The character has been criticized for his perceived simplistic playability. MTV.com nicknamed him "Eddy 'Button-Masher's Savior' Gordo." Luke McKinney of GameSpy lambasted Eddy as "the worst thing to happen to fighting gamers since repetitive strain injury" and likened him to "Jar Jar Binks, a floppy-limbed aberration staining a beloved classic." Dave Cook of NowGamer rated Eddy among his "10 most hated game characters ever" at tenth in 2010: "Eddy shouldn't even have a command list, just pictures of both kick buttons, because if you hammer both endlessly, you will win every round." Pete Dreyer of RedBull.com included Eddy in his selection of the "10 Cheapest Fighting Game Characters of All Time" for similar reasons in 2016: "Just start mashing those kick buttons until his legs start capoeira-ing all over the place and rake in the glory." In his 2014 article "In Defense of Button Mashing", Kevin Wong of Kotaku explained his success at Tekken 3 with Eddy after having struggled playing as other characters: "I won't gild the lily by claiming any sort of thought out strategy. It was definitely button mashing, but I had never had so much fun."

Eddy's hairstyle in Tekken 8 has received some controversy as being "so overused in recent works of fiction in what has become a reductive trope for men of color in the industry." Inverse felt that Eddy's and Heihachi's absence of the initial game was felt until the trailer that promoted them. Vandal commented that Eddy's new design divided the fanbase due to his new haircut as it came across as a generic character and come across as similar to actor Michael B. Jordan.
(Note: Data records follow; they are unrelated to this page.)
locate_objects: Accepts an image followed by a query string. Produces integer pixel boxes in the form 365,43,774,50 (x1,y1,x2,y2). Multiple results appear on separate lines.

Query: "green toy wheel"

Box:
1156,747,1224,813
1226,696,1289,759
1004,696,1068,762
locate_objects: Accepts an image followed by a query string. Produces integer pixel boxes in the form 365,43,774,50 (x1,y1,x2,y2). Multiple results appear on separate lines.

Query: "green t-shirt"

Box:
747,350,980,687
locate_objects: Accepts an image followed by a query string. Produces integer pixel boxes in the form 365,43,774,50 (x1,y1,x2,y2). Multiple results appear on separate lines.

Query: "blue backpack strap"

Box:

However, the fact that he retains his classic look as an alternative resulted in a comment from Vandal as a positive for the one wanting such take. VG427 lamented that early trailers did not show Eddy's gameplay but they enjoyed the motion capture given to the character's model as it helped to further detail his fighting style as well as facial expressions. Destructoid noted that Eddy was a fan-favorite since his introduction due to how he continues having a role in the story and is still playable alongside Christie uses a similar fighting style, making his return in Tekken 8 welcome. In retrospect, PCGamer called Eddy as easy for newcomers as "The guy your pal who's never touched a fighting game picks and mashes their way to victory with." and that Eddy keeps being as easy to play as in previous installments which attracted criticism from players in Reddit who claimed Eddy continues being easy to use in Tekken 8 against skilled players.

===Cultural impact===
In a 2009 interview, professional wrestler Kofi Kingston stated that "guys like Eddy Gordo are very unique characters. When he was introduced into the Tekken series he was the guy everybody was talking about. People knew about Capoeira but they didn't really know what it was all about as far as moves and stuff." He also stated, "I watch a character like Eddy Gordo in 'Tekken' and his capoeira style, and its characters like that that I like to take from because of how they stand out." Fellow pro wrestler MVP called Eddy Gordo one of his favorite video game characters, and attributed his "Malicious Intent" in-ring move to the character, calling it "a variation of one of his spinning kicks." On the track "Struck By a Vehicle" from his 2005 album Retaliation, Dane Cook joked that someone being struck by a car "sends you flipping through the air like Eddy Gordo from Tekken when someone doesn't know how to do combos and they're just hitting the buttons randomly."